Rodger McCoy

Coach, Mentor and Inspiration

Swim Coach Rodger McCoy advises a student. Photo: Ellen Boomer

When swim coach Rodger McCoy stepped up to the microphone at a surprise luncheon given in his honor, he responded to the afternoon of accolades by saying to his swimmers, “I reflect what I see in each and every one of you. I try to find the best in you and instill that in you as your mantra for your daily use.” Coach McCoy’s generous spirit and dedication have drawn a loyal following of even the most reluctant swimmers for nearly 30 years, inspiring one young swimmer named Blake to thank Coach McCoy, “from the bottom of my heart to the top of  my brain.” In February, he was the honored for his service to the community during the DC Parks and Recreation Department’s (DPR) 26th Annual Black History Invitational Swim Meet, an award that was given posthumously to Dr. Martin Luther King, Jr.

Dedicated Coach

Despite his years of service as a senior coach for the DPR, Coach McCoy prefers to talk about his swimmers rather than about himself.
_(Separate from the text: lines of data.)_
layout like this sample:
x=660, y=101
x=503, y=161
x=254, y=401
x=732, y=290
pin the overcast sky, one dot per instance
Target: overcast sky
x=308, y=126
On a bright Tuesday morning, Rodger was at Hains Point, coaching several swimmers from the Water Wizards, a dedicated group of about 100 novice and experienced swimmers, ages 50 and up. While we talked, Rodger kept his eyes on his swimmers and checked in with one man, asking, “How’s your lower back today?” and questioning another swimmer’s kicking style, asking “Why are your hips that far under the water? You’re working hard and you should be hardly working!” Coach McCoy believes that part of his job is to remind swimmers to “Relax and enjoy swimming,” knowing that, if something is amiss with their strokes, they are probably thinking too much and not relying enough on their muscle memory.

Surprisingly for a swimming coach, McCoy first learned to swim when his children were also learning. Although he grew up in Virginia Beach, McCoy said he had very basic swimming skills when he, his wife, and their oldest child learned to swim. Within a month, however, Coach McCoy said he became a more confident, capable swimmer, and he hasn’t slowed down since then. Fellow coach Rob Green remarked that, “Rodger is a constant…who people can count on, just as the sun rises and sets.” In fact, a typical day for Coach McCoy means getting to the pool at four-thirty in the morning and coaching until nine at night, often at various pools throughout DC.

Inspiring Mentor

In that time, he may be encouraging a six-year-old girl to try swimming for the first time or may be helping a ninety-year-old man perfect his butterfly stroke for the National Senior Games. His coaching duties run the age gamut from this group of Water Wizards to the DC Wave Swim Team, which is a youth swim team of 110 children ages five to eighteen. An eighth grader named Parrish, who just moved to DC from Richmond, feels that Coach McCoy knows her so well already that he “sees into [her] soul,” and “knows what to say and do” because “he always works for his swimmers.”

Another young swimmer named Liana remarked that, “no one else had that kind of influence” on her life, instilling her with enough confidence to return to swimming after a four-year break. Coach McCoy’s lasting influence was also evident when Miriam, another former swimmer, said Rodger inspired her to become a swim coach. Miriam thanked her former coach for “teaching coaches to carry the torch for the next generation of swimmers,” and for instilling “life lessons through the sport of swimming.” Although Coach McCoy “doesn’t like a lot of fanfare,” according to fellow coach Rob Green, his grateful swimmers had the opportunity to thank him for seeing the best in each of them.